Je ne puis vous dépeindre l’état où j’étais, je m’attendrissais sur moi-même ; mon cœur sentait qu’il avait besoin d’aimer. Je me trouvais plus malheureux de renoncer à un état si doux, que je ne l’étais d’avoir été trahi. Enfin, bien moins irrité qu’affligé, toutes mes pensées allaient à justifier mademoiselle de Mailly. Je ne pouvais avoir de paix avec moi-même, que lorsque j’étais parvenu à former des doutes. Je lui écrivais, et je lui faisais des reproches ; ils étaient accompagnés d’un respect que je sentais toujours pour elle, et dont un honnête homme ne doit jamais se dispenser pour une femme qu’il a aimée. Ma lettre fut rendue fidèlement ; mais, au lieu de la réponse que j’attendais, on me la renvoya sans avoir daigné l’ouvrir.
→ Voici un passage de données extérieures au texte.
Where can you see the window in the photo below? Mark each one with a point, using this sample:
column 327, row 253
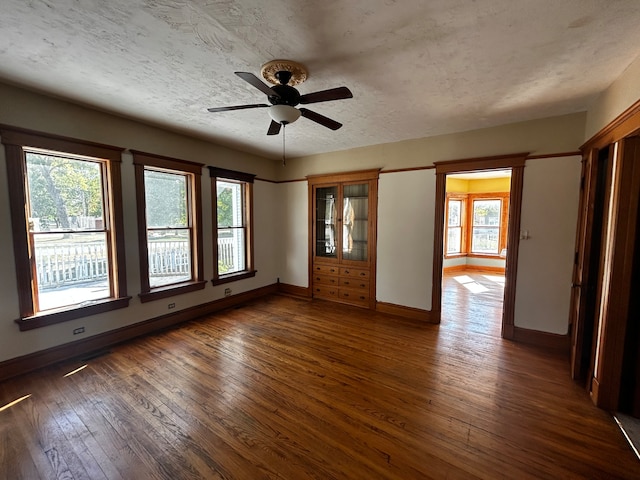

Le dépit que m’inspira cette marque de mépris me fit prendre la résolution de triompher de mon amour, que je n’avais point prise jusque-là, ou que du moins j’avais prise faiblement. Pour mieux y réussir, je me remis dans le monde que j’avais presque quitté ; je vis des femmes ; je voulais qu’elles me parussent belles ; je leur cherchais des grâces ; et, malgré moi, mon esprit et mon cœur faisaient des comparaisons qui me rejetaient dans mes premières chaînes.